Daha düne kadar ağırlığını hissettiren Türkiye’ye karşı Batı-ABD gibi ülkelerin yanı sıra İslam ülkeleri de tavır koymaya, umursamamaya başlamışlardır. İslam Teşkilatı toplantısı sonrasında da ortak tavır alınabileceği şüphelidir. Ankara Hükümet bu haklı çıkışını Popülist iç politikalara alet etmeden sürdürmelidir. Diplomatik yollarla çözüm aranmalıdır. BM Güvenlik Konseyini harekete geçirmek diplomaside yol almak hedef olmalıdır. Esip gürleyerek, bağırarak çağırarak Diplomaside ilerleme kaydedilemez. Zaten Batıdan da AB’den de kopma noktasına kadar gelen Türkiye’yi daha da yalnızlaştırır.
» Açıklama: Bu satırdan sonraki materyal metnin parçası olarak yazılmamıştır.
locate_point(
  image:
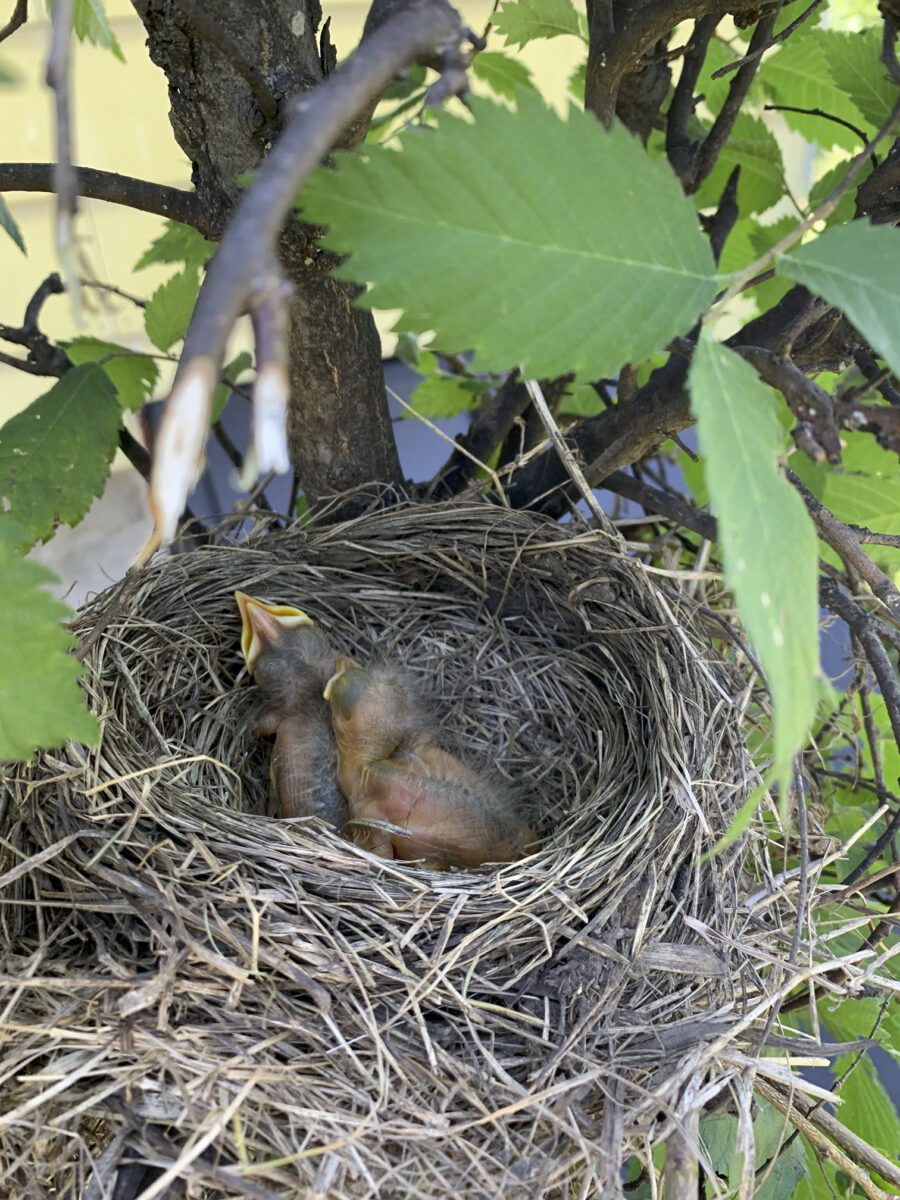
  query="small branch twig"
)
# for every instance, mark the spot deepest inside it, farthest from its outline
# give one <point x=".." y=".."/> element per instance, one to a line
<point x="810" y="403"/>
<point x="679" y="145"/>
<point x="817" y="112"/>
<point x="18" y="18"/>
<point x="211" y="31"/>
<point x="316" y="121"/>
<point x="828" y="1134"/>
<point x="846" y="544"/>
<point x="859" y="622"/>
<point x="712" y="145"/>
<point x="825" y="210"/>
<point x="773" y="41"/>
<point x="64" y="175"/>
<point x="106" y="185"/>
<point x="575" y="472"/>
ABD’nin aldığı bu karar elbette ki kabul görmeyecektir. Her şeyden önce BM kararları söz konusudur. Papa FRANÇESKO Hıristiyanlar adına tepkilidir. ABD Hükümetini oluşturan Bakanların bazıları muhalefet etmektedir. Bazı devletler de tepkilerini dile getirmişlerdir. Yanlış hesap Bağdat’tan dönecektir. Konuyu Diplomatik girişimlerle, hatta yıllarını bu işlerde harcamış eski Diplomatlarımızı da devreye sokarak onların kazanımlarından yararlanılarak yol alınmalıdır.

Bağırarak-çağırarak sorunları çözmeye kalkmak, acılı arabesk müzik eşliğinde acılı çiğköfte yemeye benzer. Yerken de çıkarırken de adamı ağlatır. Daha dün Suriye’den göç edenlerin oluşturduğu acıyı Türk halkı yaşamıştır. Bölgede oluşacak bir çatışma da Filistinlilerin göç edebileceği ilk uğrak yeri Türkiye olacaktır. Geçmişte yaşadığımız olumsuzlukların tekrarlanmamasını diliyoruz. Filistinli kardeşlerimizin bu acıyı yaşamamaları için tüm Diplomatik yollar zorlanmalıdır.